Gremlin Social
Gremlin Social launched in 2011 as a general social media platform, but Doug Wilber recognized a massive gap in the market around 2014. While major competitors like Buddy Media and Involver exited or pivoted, Doug saw that regulated industries—particularly banks—had fundamentally different needs. "A lot of those things that you see with more consumer facing brands, banks specifically can't really take advantage of," he explained. The insight was simple but powerful: banks needed compliance, not just cool social features. The company pivoted to become the compliance-centric solution for financial services.
The platform is built around archiving every post, keyword filtration, blocking suspect content, and providing guidelines to ensure financial institutions never violate regulatory obligations. Banks can activate loan officers on Twitter, Facebook, and LinkedIn through the platform. The pricing is transparent: $625/month for basic compliance with a handful of users, scaling to $1,500/month for institutions wanting content services where Gremlin creates posts for them. Doug discovered early that banks struggle not just with compliance but with the discipline to post consistently and the creativity to know what to say—so content creation became a key offering.

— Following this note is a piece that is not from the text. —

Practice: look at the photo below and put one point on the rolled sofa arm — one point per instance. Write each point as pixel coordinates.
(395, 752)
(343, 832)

Instead of chasing generic growth, Gremlin Social embedded itself in the financial services ecosystem. They became the endorsed social media solution for the American Bankers Association, giving them a direct conduit to 5,500 FDIC-insured banks. Doug explained: "They work with endorsed solution providers. They're all part of trade associations." Rather than spending on Google Ads, they cultivated exclusive channel relationships where mutual value alignment meant organic deal flow. This approach kept customer acquisition costs below $200, allowing them to scale sustainably.

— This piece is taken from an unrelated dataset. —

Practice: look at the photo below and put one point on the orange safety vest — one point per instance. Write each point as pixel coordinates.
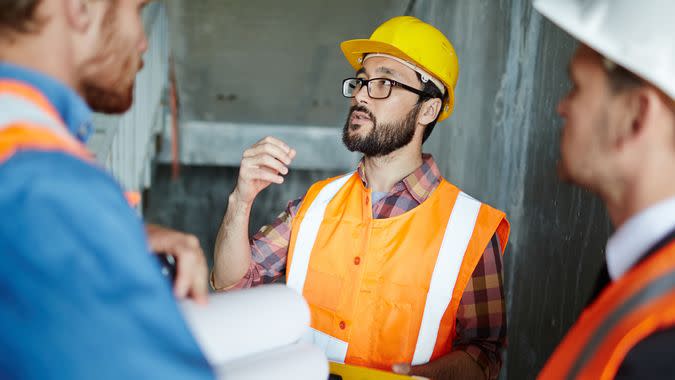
(385, 291)
(627, 311)
(28, 121)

When Doug took over as CEO in April, he immediately tightened operations. He moved away from loose asset-class-based pricing to value-based pricing with transparent rates at the front door. The results were dramatic: sales were up 33% last quarter, average deal size increased 33%, and time to close dropped from 120+ days to 90-100 days. However, logo churn at 10-11% was too high—a major pain point he tackled by reconstituting the customer success team. The company also made a strategic acquisition of Social IQ in Birmingham, Alabama, landing their CEO Josh Dennis as CTO and gaining two deep relationships with core processors (FIS and CSI).
Gremlin Social now serves ~300 banks and is scaling to adjacent verticals like insurance, wealth management, and mortgage. They generate ~$187k MRR (up from ~$150k a year prior), with 30-40% YoY growth. The team is 15 people split between St. Louis and Birmingham. They've raised $4.5M to date and are raising $1.5M at an $8M pre (valuing the company at $9.5M post). Doug is crystal clear on priorities: reduce churn, increase deal velocity, and land 2-3 more exclusive trade association partnerships to fuel their next phase without heavy paid spend.

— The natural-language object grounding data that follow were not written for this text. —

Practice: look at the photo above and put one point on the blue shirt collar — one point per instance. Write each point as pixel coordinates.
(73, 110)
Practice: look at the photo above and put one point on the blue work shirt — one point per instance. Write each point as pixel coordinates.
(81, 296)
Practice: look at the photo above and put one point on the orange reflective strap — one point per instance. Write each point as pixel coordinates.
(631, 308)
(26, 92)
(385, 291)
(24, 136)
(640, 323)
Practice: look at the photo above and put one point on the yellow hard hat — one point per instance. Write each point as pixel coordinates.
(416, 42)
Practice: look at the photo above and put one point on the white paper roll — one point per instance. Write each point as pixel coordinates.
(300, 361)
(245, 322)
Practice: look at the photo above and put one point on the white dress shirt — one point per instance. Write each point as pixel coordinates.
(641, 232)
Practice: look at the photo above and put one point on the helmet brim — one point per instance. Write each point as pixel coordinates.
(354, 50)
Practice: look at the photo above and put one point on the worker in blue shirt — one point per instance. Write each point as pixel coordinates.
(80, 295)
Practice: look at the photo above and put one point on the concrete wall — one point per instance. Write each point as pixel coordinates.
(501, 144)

- •By identifying a compliance-first need in regulated industries rather than chasing consumer social media trends, Gremlin Social found a defensible market segment where competitors had abandoned or couldn't serve effectively.
- •Embedding into trade associations and becoming an endorsed solution provider created a low-friction distribution channel where customer acquisition costs stayed below $200 and deal flow came from trusted institutional relationships rather than paid advertising.
- •Adding content creation services addressed an adjacent pain point banks faced beyond compliance, expanding the value proposition and allowing pricing to scale from $625 to $1,500+ per customer monthly.
- •Shifting from loose asset-class pricing to transparent value-based pricing aligned customer expectations with willingness to pay, simultaneously increasing deal size by 33% and reducing sales cycles from 120+ days to 90-100 days.
- 1.Identify a specific regulated or compliance-heavy industry where larger competitors have exited or underserved, then validate that the market has a non-negotiable need around compliance or governance that differs fundamentally from consumer use cases.
- 2.Map the key trade associations, industry groups, and ecosystem partners in your target vertical, then approach them with an exclusive endorsement arrangement rather than direct sales to end customers.
- 3.Audit customer interviews and support requests to identify adjacent operational problems your core solution doesn't address, then bundle those services (like content creation for banks) into higher-tier pricing tiers.
- 4.Implement transparent, value-based pricing with clear monthly rates published upfront, then measure and optimize for deal size and sales cycle improvements by removing pricing ambiguity from negotiations.